Tips & tricks for cutting fabric along the grainline
This post offers advice on how to cut out fabric according to the grain of your fabric. We are using the 'Scooped Hem Top' as an example.
Pattern available here: - https://www.owlandsewingcat.com/products/scooped-hem-top-pattern
What is the fabric grain?
The grain of your fabric runs parallel with the selvedge (finished edge). When using a pattern the 'straight of grain line' may be marked in three different directions.
1. Lengthwise (the straight of grain) which is the grainline
2. Crosswise which goes from selvage to selvage.
3. Bias which goes diagonally across the fabric allowing the fabric to stretch.
To ensure your finished project hangs correctly it is important to ensure all pattern pieces are following the correct grain line as marked on each piece when placed onto your fabric and before cutting.
Start with laying your fabric onto a flat surface. The fabric should be folded with wrong sides together and selvedges touching as you can see in the image below. The selvedge is the finished edges of the fabric, they should run parallel to each other when cutting.
Lay your pattern pieces onto the fabric according to the instructions on each piece. The 'Scooped Hem Top' has two pattern pieces; front and back.
The front is laid on the fold so that when it is cut it opens out as one piece. Ensuring the edge of the paper pattern is placed directly onto the fold of the fabric.
The back is cut as a pair. Now it is important to make sure the grainline printed on the pattern sits parallel to the selvedge of the fabric to ensure the pattern pieces are cut straight. You can use a ruler to ensure the straight line is equal distance all the way along the selvedge. Then cut through the two layers together which will produce a pair that are mirror image of each other.

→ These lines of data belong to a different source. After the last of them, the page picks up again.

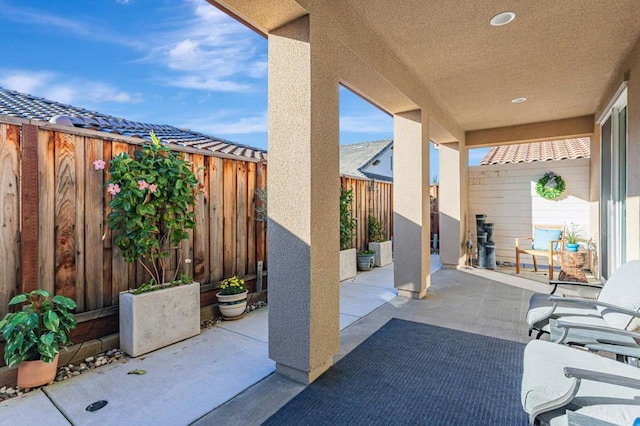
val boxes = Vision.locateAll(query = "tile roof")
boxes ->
[480,138,590,166]
[0,87,267,160]
[340,139,393,181]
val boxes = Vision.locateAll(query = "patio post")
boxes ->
[438,142,468,268]
[267,16,340,383]
[393,110,431,299]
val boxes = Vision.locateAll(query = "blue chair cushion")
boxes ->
[531,228,562,250]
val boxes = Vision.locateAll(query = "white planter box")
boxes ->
[340,249,358,281]
[369,241,393,266]
[120,282,200,357]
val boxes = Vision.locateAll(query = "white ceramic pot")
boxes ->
[218,291,247,319]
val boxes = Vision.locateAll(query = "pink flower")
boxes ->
[107,183,120,195]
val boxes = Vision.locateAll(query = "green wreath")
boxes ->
[536,172,567,200]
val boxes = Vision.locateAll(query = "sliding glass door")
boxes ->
[600,91,627,278]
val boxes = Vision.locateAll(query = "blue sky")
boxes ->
[0,0,488,176]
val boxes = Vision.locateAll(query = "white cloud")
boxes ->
[340,114,393,133]
[144,0,267,92]
[0,68,142,108]
[0,0,141,48]
[179,111,267,136]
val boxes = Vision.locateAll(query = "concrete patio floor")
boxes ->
[0,257,548,425]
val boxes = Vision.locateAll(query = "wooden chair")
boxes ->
[516,225,564,280]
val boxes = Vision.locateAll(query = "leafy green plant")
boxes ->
[367,213,384,243]
[218,275,247,296]
[340,187,356,250]
[358,250,376,256]
[0,290,78,367]
[564,223,584,244]
[93,132,198,285]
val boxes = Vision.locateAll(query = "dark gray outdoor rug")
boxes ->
[265,318,527,426]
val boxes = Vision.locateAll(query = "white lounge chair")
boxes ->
[521,340,640,425]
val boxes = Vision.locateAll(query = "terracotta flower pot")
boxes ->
[18,354,60,388]
[218,291,247,319]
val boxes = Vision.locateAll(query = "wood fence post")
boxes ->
[20,124,40,292]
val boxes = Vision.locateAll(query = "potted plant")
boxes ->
[564,223,584,252]
[340,187,357,281]
[367,212,393,266]
[94,133,200,357]
[0,290,78,388]
[217,276,247,320]
[358,250,376,271]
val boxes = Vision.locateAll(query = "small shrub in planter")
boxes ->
[358,250,376,271]
[0,290,78,388]
[217,276,247,320]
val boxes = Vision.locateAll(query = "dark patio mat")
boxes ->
[265,318,527,426]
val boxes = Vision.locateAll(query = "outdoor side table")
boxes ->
[558,250,587,283]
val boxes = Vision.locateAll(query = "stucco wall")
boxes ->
[469,159,592,264]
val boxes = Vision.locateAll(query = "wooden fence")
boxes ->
[0,119,267,317]
[340,176,393,250]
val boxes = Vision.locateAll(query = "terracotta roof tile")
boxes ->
[480,138,590,166]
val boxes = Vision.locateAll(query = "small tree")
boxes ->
[94,132,198,284]
[340,187,356,250]
[367,211,384,243]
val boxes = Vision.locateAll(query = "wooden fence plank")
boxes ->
[0,124,19,318]
[235,161,247,276]
[247,163,256,275]
[84,138,108,310]
[73,136,85,312]
[102,140,118,306]
[19,124,40,296]
[38,130,55,293]
[210,157,224,282]
[192,155,209,283]
[255,162,268,269]
[54,132,77,300]
[111,142,129,298]
[223,159,237,278]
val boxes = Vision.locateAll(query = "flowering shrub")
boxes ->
[219,276,247,296]
[93,132,198,284]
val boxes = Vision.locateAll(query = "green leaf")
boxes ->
[9,294,27,305]
[42,311,60,331]
[40,333,54,346]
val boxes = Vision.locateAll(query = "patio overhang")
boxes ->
[209,0,640,382]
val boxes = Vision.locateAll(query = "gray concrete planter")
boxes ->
[369,241,393,266]
[120,282,200,357]
[340,249,358,281]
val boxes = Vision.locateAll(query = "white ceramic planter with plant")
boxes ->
[217,276,247,320]
[368,214,393,266]
[0,290,77,388]
[93,133,200,356]
[340,187,358,281]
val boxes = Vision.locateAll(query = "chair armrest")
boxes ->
[564,367,640,389]
[549,295,640,318]
[555,319,640,346]
[549,280,603,294]
[516,237,533,250]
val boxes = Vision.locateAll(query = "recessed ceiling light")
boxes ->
[489,12,516,27]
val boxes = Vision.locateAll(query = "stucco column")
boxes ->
[267,16,340,383]
[393,110,431,298]
[438,142,470,268]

The fabric used for the 'Scooped Hem Top' is non directional so the pattern pieces can be rotated to fit the fabric. See picture below. As long as the pattern pieces are running parallel to the selvedge the pattern pieces can be flipped.
When using directional fabric, make sure the text on the pattern pieces are sitting on the fabric in the same direction as the print. This will ensure the pattern pieces are cut the the print running in the same correct direction.
Cutting on the bias
When cutting on the bias ensure that the grainline printed on the pattern piece is running parallel to the selvedge, therefore making the pattern piece running diagonally across the fabric. This example shows the neck binding for the 'Easy Fit Top' which, when cut, on the bias as shown, will have some stretch to ease sewing around the curved edge of the neckline.
We hope you find these tips useful and you enjoy making your lovely sewing project!